Земляки Прасолова, писатели Черноземного края, серединной России, тоже часто, вольно или невольно, лишались написанного. Новиков-Прибой дважды, при угрозе собственной жизни, утрачивал «цусимские» записи. Бунин одесские страницы «Окаянных дней» надежно запрятал в земле и, в спешке и навсегда покидая родину, в земле их вынужден был оставить истлевать. Станкевич сжег рукопись своей ранней драмы «Василий Шуйский». Шидловский, философ, друг молодости Достоевского, предал огню свое исследование по истории русской церкви. С Державиным и вовсе курьез приключился. Торопясь в Петербург, и во время чумы задержанный на карантинной заставе из-за походного сундучка, досмотр которого требовал дополнительного часа, вспыльчивый поэт тут же сжег сундучок, заполненный рукописями его стихов и переводов. А Прасолов? За два с небольшим года до ухода из жизни, он, правда, не без сожаления пишет:

«Я не скопидом — увы! — Бог отнял у меня даже чувство сохранения моего — стихов, писем, дневников, самой своей жизни».
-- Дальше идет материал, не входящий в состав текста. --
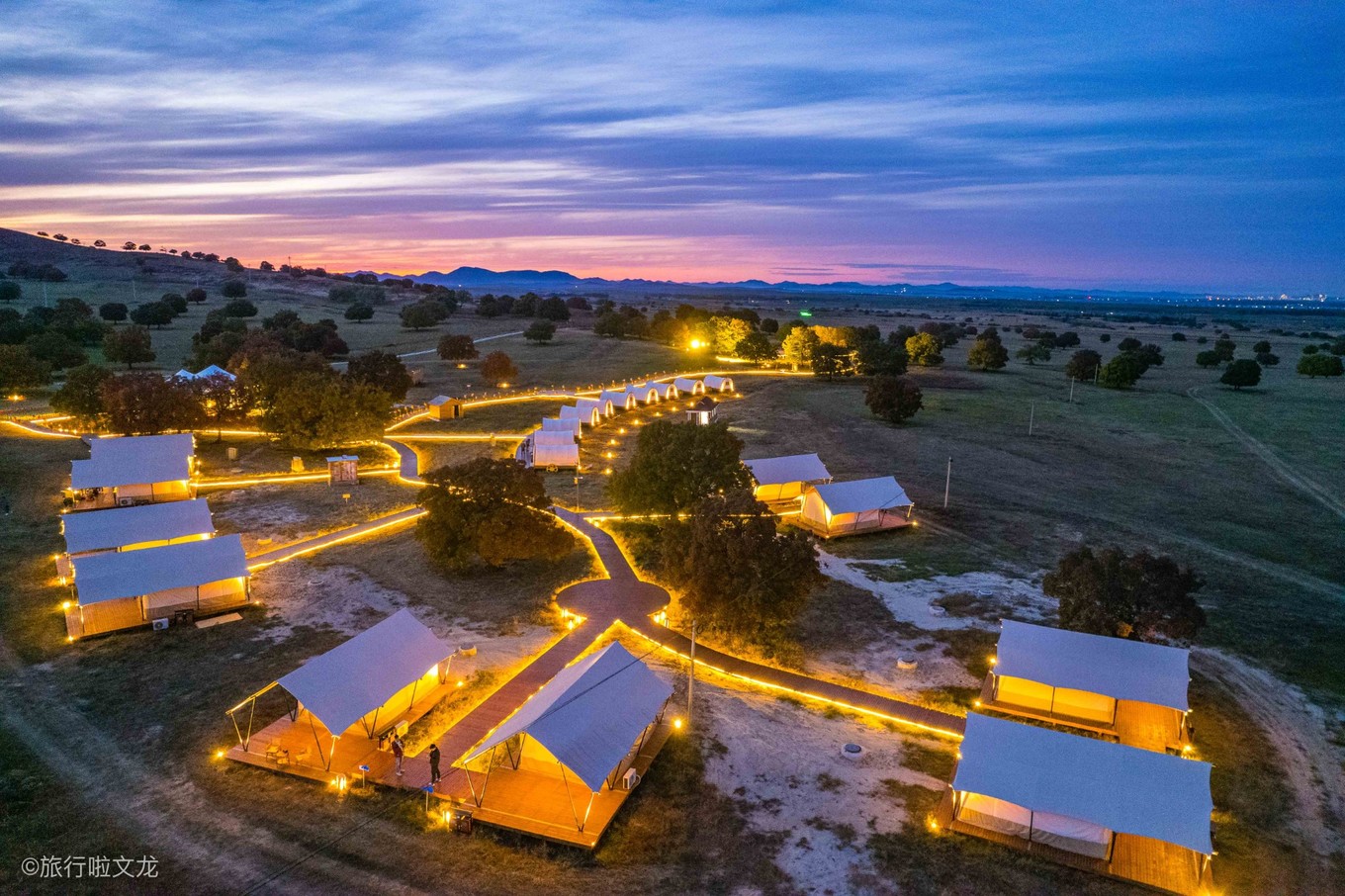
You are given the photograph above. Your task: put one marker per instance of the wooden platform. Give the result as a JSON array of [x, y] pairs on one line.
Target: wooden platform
[[537, 801], [1138, 859]]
До сбережения ли строк (пусть и самого прекрасного «рассказа» про жизнь), когда отсутствует чувство — хранить самое жизнь?

Петропавловка воронежская

Но как разворачивалась, куда уносила она, эта река-жизнь, с которой молодой поэт, как мнилось ему, во все века был дружен? Никуда не деться от обыденщины. Прасолову, разумеется, чужды были затворнические, непроницаемые стены «чистого искусства», он не пожелал бы за ними скрыться, даже если бы и мог, но и заедать свой век газетной поденщиной он не хотел и время от времени пытался разорвать этот круг. Поденщина была сильнее, цепь не разрывалась.

Прасолов возвращается в Россошь, за прежний редакционный стол, но через полгода вынужден оставить редакцию. Единственный раз в жизни он попытает себя за пределами области, устроясь на журналистский прокорм в редакции районной газеты в Ровеньках Белгородской области, к слову сказать, прежде — Воронежской губернии. Продержался он здесь до конца года — без дня два месяца. «Охота к перемене мест» становилась явно вынужденной.